The one thing I remember my mom stressing when making the meat loaf is not to overwork the meat, if you do she said, it will get hard.
I use ground chuck because of its high fat content.
Mix 2 pounds ground chuck with
a cup of crushed saltines
1/2 cup grated parmesan – from a can – not fresh
salt, pepper, garlic powder
a handful of shredded cheddar cheese
a long healthy squeeze of BBQ sauce. I think sweet baby rays is the only acceptable bbq sauce but its ok if you like another, I am sure it will work
I don’t have a meat loaf pan anymore, and I cannot find the one I like, so we are making meatloaf in a pan. I wonder how it would be in a cast iron… I guess I will google that now.
and this is what I found
- Heat the oil in a 10-inch cast iron skillet over medium heat until shimmering. Add the onion, salt, and pepper and cook until the onions are soft and deeply browned, about 15 minutes. Stir in the garlic and cook until fragrant, about 1 minute. Set aside to cool slightly.

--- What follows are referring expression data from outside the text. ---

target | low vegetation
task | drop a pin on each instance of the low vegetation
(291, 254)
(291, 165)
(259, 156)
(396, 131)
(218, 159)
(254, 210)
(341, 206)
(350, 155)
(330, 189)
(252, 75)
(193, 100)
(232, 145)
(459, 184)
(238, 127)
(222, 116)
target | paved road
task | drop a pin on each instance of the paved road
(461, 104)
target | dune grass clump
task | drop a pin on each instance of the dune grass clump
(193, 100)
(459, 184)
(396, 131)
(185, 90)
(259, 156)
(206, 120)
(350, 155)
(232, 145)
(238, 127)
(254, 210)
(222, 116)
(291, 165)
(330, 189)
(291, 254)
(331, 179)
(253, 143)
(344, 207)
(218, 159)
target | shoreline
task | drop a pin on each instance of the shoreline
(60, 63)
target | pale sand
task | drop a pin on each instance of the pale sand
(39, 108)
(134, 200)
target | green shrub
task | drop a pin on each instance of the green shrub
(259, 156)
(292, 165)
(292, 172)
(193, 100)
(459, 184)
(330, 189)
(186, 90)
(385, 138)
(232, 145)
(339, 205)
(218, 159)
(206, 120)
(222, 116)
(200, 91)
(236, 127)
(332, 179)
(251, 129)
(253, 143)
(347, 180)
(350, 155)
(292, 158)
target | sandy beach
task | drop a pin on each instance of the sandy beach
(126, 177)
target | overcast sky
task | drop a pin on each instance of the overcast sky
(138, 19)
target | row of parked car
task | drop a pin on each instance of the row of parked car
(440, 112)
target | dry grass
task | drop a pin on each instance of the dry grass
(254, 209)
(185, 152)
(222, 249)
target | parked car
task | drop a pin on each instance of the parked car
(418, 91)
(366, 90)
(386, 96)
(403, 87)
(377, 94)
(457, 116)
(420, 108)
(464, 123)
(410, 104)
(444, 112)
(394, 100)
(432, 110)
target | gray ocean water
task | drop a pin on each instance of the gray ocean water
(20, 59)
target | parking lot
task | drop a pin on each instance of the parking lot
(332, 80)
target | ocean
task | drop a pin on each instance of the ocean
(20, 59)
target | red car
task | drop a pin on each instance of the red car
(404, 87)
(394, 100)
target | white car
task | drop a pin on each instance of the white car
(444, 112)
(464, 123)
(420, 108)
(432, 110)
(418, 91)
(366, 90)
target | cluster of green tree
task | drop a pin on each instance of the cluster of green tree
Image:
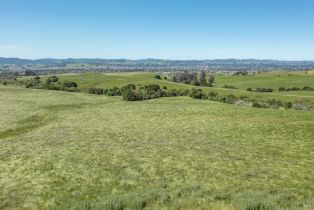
(243, 73)
(229, 87)
(240, 100)
(294, 88)
(131, 92)
(51, 83)
(193, 78)
(261, 90)
(157, 76)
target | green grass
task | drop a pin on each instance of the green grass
(271, 80)
(61, 150)
(268, 80)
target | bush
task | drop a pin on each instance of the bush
(195, 82)
(280, 89)
(197, 93)
(257, 104)
(157, 76)
(152, 88)
(97, 91)
(131, 95)
(52, 79)
(115, 91)
(229, 87)
(70, 84)
(288, 105)
(127, 87)
(263, 90)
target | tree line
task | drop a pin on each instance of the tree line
(193, 78)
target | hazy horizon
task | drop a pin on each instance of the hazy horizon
(171, 30)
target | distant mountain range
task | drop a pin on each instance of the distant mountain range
(150, 64)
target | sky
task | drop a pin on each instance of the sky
(165, 29)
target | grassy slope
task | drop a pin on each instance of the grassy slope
(241, 82)
(171, 152)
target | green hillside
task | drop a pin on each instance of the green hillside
(63, 150)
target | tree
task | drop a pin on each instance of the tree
(211, 79)
(70, 84)
(157, 76)
(52, 79)
(131, 95)
(197, 93)
(202, 78)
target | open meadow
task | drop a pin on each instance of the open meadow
(265, 80)
(62, 150)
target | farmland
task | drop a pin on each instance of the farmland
(63, 150)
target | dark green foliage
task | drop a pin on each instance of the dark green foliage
(195, 82)
(52, 79)
(243, 73)
(281, 89)
(197, 93)
(131, 95)
(288, 105)
(96, 91)
(127, 87)
(157, 76)
(70, 84)
(211, 79)
(152, 88)
(115, 91)
(295, 88)
(257, 104)
(263, 90)
(203, 78)
(29, 73)
(229, 87)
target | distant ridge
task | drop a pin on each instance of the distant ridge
(150, 64)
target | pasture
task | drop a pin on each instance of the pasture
(62, 150)
(267, 80)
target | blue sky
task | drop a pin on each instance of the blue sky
(168, 29)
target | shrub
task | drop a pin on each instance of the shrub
(195, 82)
(127, 87)
(70, 84)
(263, 90)
(157, 76)
(131, 95)
(197, 93)
(152, 88)
(229, 87)
(280, 89)
(97, 91)
(288, 105)
(257, 104)
(52, 79)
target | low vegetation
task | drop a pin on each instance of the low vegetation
(64, 150)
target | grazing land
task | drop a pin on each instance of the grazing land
(63, 150)
(267, 80)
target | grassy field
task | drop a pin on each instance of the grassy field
(267, 80)
(63, 150)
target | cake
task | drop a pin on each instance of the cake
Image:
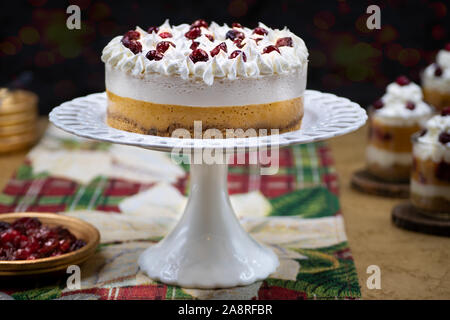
(436, 80)
(430, 179)
(393, 119)
(235, 77)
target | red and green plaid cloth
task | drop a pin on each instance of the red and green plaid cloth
(297, 214)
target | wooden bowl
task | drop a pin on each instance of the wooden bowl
(79, 228)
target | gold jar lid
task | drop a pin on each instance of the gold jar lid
(17, 118)
(17, 142)
(17, 101)
(20, 128)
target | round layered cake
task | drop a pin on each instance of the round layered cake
(205, 76)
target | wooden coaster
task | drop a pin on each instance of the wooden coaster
(363, 181)
(408, 217)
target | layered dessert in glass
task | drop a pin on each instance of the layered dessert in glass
(430, 178)
(436, 80)
(393, 120)
(227, 77)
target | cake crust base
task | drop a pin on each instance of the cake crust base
(162, 120)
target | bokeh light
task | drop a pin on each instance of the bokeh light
(29, 35)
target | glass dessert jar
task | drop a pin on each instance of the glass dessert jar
(430, 175)
(393, 119)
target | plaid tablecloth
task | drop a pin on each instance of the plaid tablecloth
(134, 197)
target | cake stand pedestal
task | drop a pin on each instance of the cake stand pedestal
(208, 248)
(208, 245)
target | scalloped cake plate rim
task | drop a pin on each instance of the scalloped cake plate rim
(326, 116)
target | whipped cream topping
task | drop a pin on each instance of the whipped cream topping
(429, 146)
(439, 81)
(395, 102)
(176, 60)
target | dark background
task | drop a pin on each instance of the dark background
(39, 53)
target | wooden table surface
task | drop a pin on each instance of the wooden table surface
(413, 265)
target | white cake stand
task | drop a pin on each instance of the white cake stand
(208, 248)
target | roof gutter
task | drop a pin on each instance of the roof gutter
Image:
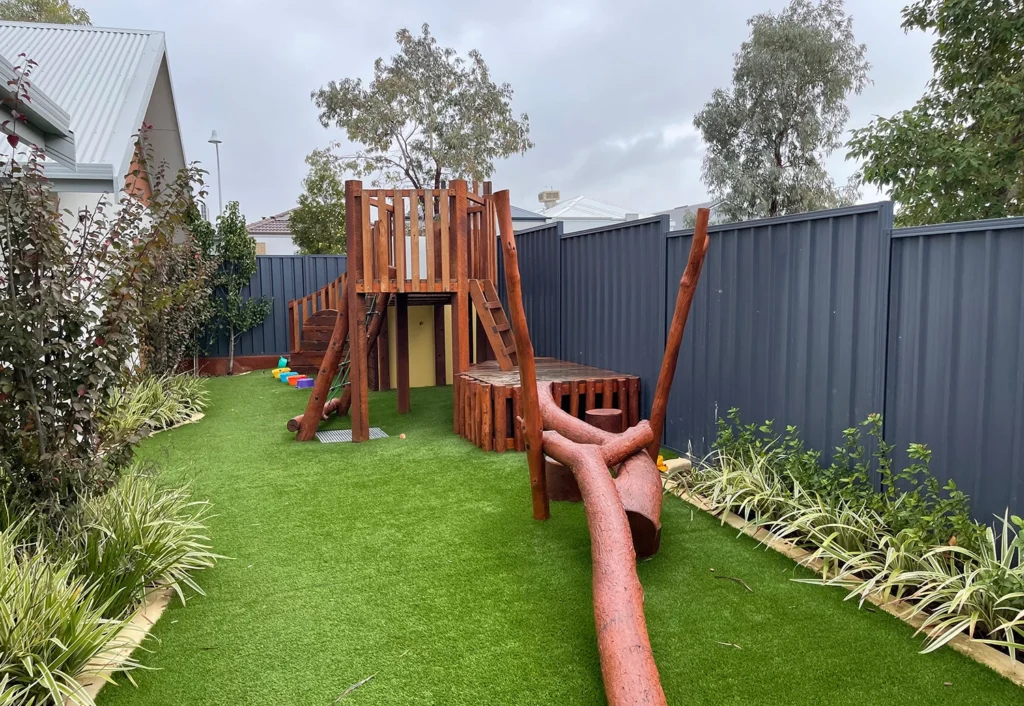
(45, 116)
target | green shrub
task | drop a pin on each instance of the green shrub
(76, 292)
(184, 271)
(138, 536)
(51, 625)
(906, 538)
(148, 404)
(909, 499)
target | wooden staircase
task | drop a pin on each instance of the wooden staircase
(496, 324)
(316, 332)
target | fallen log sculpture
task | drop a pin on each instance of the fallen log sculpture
(317, 408)
(623, 512)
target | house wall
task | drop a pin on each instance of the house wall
(278, 245)
(576, 224)
(77, 202)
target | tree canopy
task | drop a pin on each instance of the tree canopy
(53, 11)
(317, 223)
(427, 116)
(958, 153)
(769, 135)
(236, 252)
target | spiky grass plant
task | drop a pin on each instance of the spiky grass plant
(138, 536)
(975, 587)
(977, 592)
(152, 403)
(52, 626)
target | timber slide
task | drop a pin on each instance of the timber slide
(623, 510)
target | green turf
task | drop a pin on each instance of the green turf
(417, 561)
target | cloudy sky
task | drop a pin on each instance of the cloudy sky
(610, 87)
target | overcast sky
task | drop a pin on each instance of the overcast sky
(610, 87)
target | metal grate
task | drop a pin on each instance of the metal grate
(342, 435)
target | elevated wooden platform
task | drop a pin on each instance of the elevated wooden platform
(487, 399)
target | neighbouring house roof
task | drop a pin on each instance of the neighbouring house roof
(271, 225)
(109, 82)
(677, 215)
(523, 214)
(587, 208)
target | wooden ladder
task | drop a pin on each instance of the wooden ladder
(496, 324)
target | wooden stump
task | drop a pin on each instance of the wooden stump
(606, 419)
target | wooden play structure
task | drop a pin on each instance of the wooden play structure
(406, 247)
(624, 506)
(580, 426)
(487, 400)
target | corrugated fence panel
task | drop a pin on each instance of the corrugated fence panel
(281, 278)
(321, 271)
(612, 299)
(540, 270)
(955, 375)
(788, 323)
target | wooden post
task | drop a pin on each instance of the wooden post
(460, 308)
(357, 212)
(328, 369)
(687, 286)
(384, 355)
(527, 366)
(373, 372)
(482, 342)
(440, 367)
(401, 349)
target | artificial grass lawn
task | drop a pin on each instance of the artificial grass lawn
(417, 561)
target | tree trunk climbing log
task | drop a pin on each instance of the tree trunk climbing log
(687, 287)
(623, 512)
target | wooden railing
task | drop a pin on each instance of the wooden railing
(423, 234)
(326, 297)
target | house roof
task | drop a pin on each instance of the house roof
(585, 207)
(523, 214)
(677, 214)
(103, 79)
(271, 225)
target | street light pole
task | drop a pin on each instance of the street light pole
(215, 141)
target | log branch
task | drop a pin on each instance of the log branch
(687, 287)
(628, 666)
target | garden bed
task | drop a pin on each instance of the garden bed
(993, 659)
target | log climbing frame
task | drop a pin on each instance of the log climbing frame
(406, 247)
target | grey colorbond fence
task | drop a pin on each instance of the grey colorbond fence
(816, 321)
(955, 359)
(541, 270)
(788, 323)
(281, 278)
(612, 299)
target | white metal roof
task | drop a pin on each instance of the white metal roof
(103, 78)
(585, 207)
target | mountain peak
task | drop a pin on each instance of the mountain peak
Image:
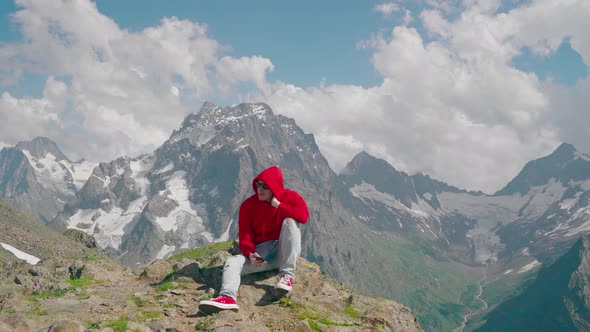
(564, 164)
(211, 119)
(39, 147)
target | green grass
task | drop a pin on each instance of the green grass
(167, 286)
(93, 325)
(150, 314)
(200, 254)
(119, 325)
(138, 301)
(437, 292)
(326, 321)
(54, 293)
(351, 311)
(287, 303)
(309, 314)
(500, 290)
(79, 283)
(314, 325)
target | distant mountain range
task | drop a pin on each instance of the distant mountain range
(370, 226)
(558, 300)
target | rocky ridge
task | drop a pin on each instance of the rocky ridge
(78, 288)
(163, 297)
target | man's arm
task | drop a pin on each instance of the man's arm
(245, 230)
(294, 207)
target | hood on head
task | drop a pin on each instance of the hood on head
(273, 178)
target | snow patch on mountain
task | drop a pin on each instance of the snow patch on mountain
(366, 191)
(529, 267)
(178, 191)
(50, 172)
(139, 168)
(21, 254)
(80, 171)
(165, 252)
(580, 155)
(168, 167)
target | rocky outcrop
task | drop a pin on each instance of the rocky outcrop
(164, 297)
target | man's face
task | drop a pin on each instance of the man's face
(264, 193)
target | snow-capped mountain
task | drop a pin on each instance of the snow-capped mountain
(540, 213)
(37, 178)
(189, 191)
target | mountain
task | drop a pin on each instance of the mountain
(407, 237)
(506, 236)
(188, 192)
(76, 288)
(558, 300)
(564, 165)
(37, 178)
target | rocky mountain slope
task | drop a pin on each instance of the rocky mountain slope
(37, 178)
(429, 243)
(188, 192)
(79, 289)
(558, 300)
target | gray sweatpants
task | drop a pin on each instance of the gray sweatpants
(280, 254)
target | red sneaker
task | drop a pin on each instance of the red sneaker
(217, 304)
(285, 283)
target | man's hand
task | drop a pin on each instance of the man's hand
(275, 202)
(253, 259)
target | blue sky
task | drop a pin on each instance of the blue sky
(423, 77)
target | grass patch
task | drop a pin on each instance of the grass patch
(119, 325)
(309, 314)
(93, 326)
(37, 311)
(78, 283)
(138, 301)
(150, 314)
(52, 293)
(351, 311)
(287, 303)
(167, 286)
(201, 253)
(326, 321)
(314, 325)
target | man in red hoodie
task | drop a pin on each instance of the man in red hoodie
(269, 235)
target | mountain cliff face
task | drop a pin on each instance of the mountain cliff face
(38, 178)
(558, 300)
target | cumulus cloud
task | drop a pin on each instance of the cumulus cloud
(451, 104)
(386, 8)
(114, 79)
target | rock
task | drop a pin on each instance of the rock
(302, 326)
(87, 240)
(156, 271)
(67, 326)
(76, 269)
(133, 326)
(5, 327)
(166, 325)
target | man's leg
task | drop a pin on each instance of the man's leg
(232, 270)
(238, 265)
(289, 246)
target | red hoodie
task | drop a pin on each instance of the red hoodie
(259, 221)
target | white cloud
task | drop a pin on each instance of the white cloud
(115, 78)
(451, 104)
(386, 8)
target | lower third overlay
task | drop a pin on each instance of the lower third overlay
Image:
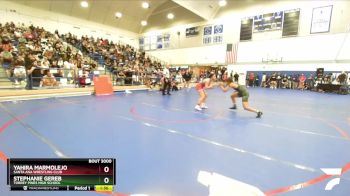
(90, 174)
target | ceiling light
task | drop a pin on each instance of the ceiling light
(84, 4)
(143, 23)
(171, 16)
(222, 3)
(118, 15)
(145, 5)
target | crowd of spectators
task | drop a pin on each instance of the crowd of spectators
(33, 55)
(128, 66)
(300, 81)
(30, 53)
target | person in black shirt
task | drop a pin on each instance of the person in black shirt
(36, 75)
(187, 77)
(236, 77)
(28, 64)
(273, 81)
(284, 81)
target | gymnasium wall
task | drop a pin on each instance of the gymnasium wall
(54, 21)
(242, 70)
(306, 47)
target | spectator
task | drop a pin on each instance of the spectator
(236, 77)
(166, 80)
(187, 77)
(48, 80)
(302, 79)
(273, 81)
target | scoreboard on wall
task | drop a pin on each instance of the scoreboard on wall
(268, 22)
(93, 174)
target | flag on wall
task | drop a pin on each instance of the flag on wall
(231, 53)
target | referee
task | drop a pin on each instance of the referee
(167, 80)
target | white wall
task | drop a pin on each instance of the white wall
(63, 23)
(243, 69)
(331, 46)
(214, 54)
(321, 47)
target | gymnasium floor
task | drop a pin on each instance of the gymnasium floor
(161, 143)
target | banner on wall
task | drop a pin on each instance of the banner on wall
(155, 42)
(321, 19)
(268, 22)
(213, 34)
(193, 31)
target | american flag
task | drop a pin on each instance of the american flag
(231, 53)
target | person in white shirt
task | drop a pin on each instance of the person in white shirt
(166, 80)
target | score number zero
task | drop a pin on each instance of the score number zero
(105, 169)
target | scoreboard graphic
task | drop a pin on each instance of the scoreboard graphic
(92, 174)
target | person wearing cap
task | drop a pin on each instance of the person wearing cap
(166, 80)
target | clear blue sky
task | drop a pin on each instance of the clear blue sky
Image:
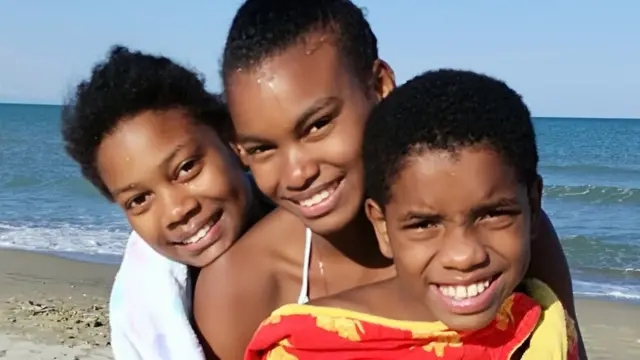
(568, 58)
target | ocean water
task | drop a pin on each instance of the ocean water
(591, 169)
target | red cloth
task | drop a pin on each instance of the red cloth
(307, 332)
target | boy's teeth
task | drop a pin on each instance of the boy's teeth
(317, 198)
(200, 234)
(460, 292)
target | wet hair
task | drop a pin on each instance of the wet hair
(447, 110)
(265, 28)
(124, 85)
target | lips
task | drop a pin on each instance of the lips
(320, 200)
(468, 297)
(461, 292)
(202, 231)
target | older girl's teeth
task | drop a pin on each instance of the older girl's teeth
(317, 198)
(200, 234)
(464, 292)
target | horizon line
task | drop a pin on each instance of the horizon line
(533, 116)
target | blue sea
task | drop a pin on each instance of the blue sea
(591, 169)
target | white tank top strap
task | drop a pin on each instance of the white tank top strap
(303, 298)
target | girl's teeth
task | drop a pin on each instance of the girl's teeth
(464, 292)
(317, 198)
(200, 234)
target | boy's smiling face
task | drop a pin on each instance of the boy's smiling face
(177, 182)
(458, 226)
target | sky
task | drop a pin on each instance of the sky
(576, 58)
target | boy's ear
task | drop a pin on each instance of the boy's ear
(376, 217)
(535, 204)
(384, 79)
(242, 154)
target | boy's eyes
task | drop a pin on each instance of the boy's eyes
(137, 201)
(319, 124)
(186, 167)
(258, 149)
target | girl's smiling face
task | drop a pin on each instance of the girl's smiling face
(299, 118)
(180, 187)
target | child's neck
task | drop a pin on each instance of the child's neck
(257, 204)
(356, 241)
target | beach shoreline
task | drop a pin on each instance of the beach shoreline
(56, 308)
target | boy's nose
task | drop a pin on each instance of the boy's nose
(463, 252)
(300, 172)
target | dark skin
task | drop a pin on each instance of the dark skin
(300, 119)
(163, 169)
(443, 230)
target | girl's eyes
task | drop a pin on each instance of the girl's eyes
(186, 167)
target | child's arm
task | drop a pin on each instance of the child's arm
(549, 264)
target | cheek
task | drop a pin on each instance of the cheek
(411, 257)
(266, 175)
(513, 243)
(343, 148)
(217, 179)
(148, 226)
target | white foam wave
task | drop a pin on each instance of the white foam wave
(66, 238)
(621, 292)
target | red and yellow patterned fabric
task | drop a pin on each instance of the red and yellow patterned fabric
(306, 332)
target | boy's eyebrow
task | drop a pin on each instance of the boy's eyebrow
(167, 159)
(420, 215)
(300, 120)
(500, 202)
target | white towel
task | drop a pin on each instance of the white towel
(150, 307)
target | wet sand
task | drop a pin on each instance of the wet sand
(53, 308)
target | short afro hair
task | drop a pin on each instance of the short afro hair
(126, 84)
(265, 28)
(447, 110)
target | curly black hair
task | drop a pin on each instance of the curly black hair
(264, 28)
(447, 110)
(128, 83)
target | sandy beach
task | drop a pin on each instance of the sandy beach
(54, 308)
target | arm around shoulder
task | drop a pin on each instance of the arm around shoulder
(232, 298)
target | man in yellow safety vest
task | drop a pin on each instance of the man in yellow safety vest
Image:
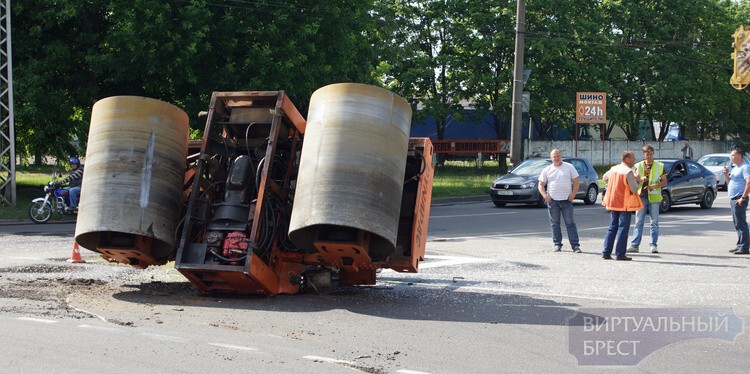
(652, 177)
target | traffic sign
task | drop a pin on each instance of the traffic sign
(591, 107)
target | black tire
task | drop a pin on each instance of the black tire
(592, 193)
(666, 202)
(708, 199)
(40, 212)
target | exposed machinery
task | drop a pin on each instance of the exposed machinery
(269, 203)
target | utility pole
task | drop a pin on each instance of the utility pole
(7, 135)
(516, 124)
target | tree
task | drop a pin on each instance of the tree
(422, 63)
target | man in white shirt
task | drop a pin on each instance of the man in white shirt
(558, 184)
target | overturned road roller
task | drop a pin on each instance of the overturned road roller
(267, 202)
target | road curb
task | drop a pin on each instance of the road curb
(460, 200)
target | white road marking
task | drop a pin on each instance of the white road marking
(452, 260)
(166, 338)
(40, 320)
(472, 215)
(662, 223)
(328, 359)
(233, 346)
(108, 329)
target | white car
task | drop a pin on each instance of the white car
(716, 162)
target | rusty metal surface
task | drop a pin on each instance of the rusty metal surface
(352, 165)
(136, 151)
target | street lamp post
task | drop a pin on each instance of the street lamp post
(516, 124)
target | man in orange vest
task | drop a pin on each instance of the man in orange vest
(621, 201)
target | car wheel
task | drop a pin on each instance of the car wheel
(592, 194)
(666, 202)
(40, 212)
(708, 199)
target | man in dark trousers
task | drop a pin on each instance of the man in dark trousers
(75, 178)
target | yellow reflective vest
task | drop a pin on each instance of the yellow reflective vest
(657, 169)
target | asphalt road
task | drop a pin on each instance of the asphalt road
(491, 296)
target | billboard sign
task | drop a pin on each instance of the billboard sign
(591, 107)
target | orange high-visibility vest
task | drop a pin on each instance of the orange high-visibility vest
(619, 197)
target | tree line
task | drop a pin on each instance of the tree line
(658, 60)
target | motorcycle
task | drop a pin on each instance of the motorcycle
(56, 200)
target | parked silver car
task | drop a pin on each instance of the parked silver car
(715, 162)
(688, 182)
(520, 185)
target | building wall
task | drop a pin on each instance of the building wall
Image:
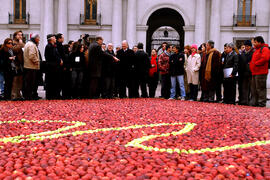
(187, 9)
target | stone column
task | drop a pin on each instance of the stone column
(132, 23)
(117, 23)
(215, 23)
(46, 21)
(200, 26)
(63, 18)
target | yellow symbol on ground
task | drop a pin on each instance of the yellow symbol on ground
(39, 136)
(137, 143)
(189, 126)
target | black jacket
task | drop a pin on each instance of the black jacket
(142, 62)
(177, 64)
(96, 57)
(74, 57)
(231, 61)
(52, 57)
(60, 49)
(127, 64)
(5, 62)
(108, 65)
(244, 60)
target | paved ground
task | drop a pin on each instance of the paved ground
(41, 93)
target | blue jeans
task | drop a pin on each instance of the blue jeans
(180, 80)
(2, 79)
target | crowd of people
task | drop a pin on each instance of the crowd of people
(81, 69)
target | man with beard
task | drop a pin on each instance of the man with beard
(210, 70)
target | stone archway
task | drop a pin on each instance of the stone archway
(165, 17)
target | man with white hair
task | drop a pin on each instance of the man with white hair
(31, 66)
(108, 74)
(230, 69)
(127, 72)
(96, 58)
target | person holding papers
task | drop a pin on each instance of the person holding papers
(230, 69)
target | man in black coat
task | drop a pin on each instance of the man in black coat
(108, 74)
(245, 75)
(96, 57)
(54, 64)
(230, 78)
(127, 72)
(64, 73)
(176, 71)
(143, 66)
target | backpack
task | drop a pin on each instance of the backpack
(269, 57)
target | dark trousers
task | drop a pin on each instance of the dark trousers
(218, 91)
(52, 85)
(94, 87)
(152, 84)
(193, 91)
(244, 84)
(142, 84)
(133, 87)
(76, 83)
(66, 87)
(39, 82)
(123, 84)
(29, 83)
(208, 96)
(258, 90)
(8, 76)
(107, 87)
(229, 85)
(165, 86)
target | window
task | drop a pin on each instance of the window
(19, 11)
(90, 11)
(244, 17)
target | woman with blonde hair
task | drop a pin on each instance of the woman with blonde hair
(192, 68)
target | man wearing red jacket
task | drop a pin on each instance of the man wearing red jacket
(259, 70)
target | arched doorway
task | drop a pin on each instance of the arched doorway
(165, 17)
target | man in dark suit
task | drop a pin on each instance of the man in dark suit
(96, 57)
(54, 63)
(127, 72)
(143, 63)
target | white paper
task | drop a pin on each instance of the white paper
(227, 72)
(77, 59)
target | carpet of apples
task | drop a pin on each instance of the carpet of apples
(104, 154)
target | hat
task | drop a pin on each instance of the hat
(248, 43)
(194, 46)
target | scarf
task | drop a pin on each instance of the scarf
(208, 68)
(153, 70)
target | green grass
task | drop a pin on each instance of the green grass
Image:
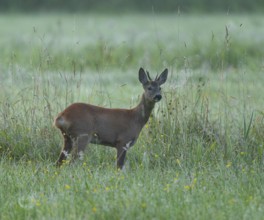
(199, 157)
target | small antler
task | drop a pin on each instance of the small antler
(148, 76)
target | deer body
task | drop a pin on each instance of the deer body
(82, 123)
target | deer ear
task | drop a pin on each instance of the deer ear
(142, 76)
(163, 77)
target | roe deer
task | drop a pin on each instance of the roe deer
(82, 123)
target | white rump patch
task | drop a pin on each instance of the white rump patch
(128, 145)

- Add the onion mixture to the egg mixture and stir to combine. Add the beef and pork; mix gently with your fingers until evenly combined. Transfer the meatloaf mixture back to the skillet and press into an even layer that touches the sides of the skillet.
- Bake until an instant-read thermometer inserted into the center of the meatloaf reads 165°F, 25 to 30 minutes. If you used ground beef with a higher fat content, you may need to carefully pour off excess fat and moisture at this point.
- Remove the skillet from the oven. Turn on the broiler. Brush the top of the meatloaf with the barbecue sauce. Broil on the same rack until the sauce is glossy and sticky, about 3 minutes. Let cool in the pan for 10 minutes before slicing and serving.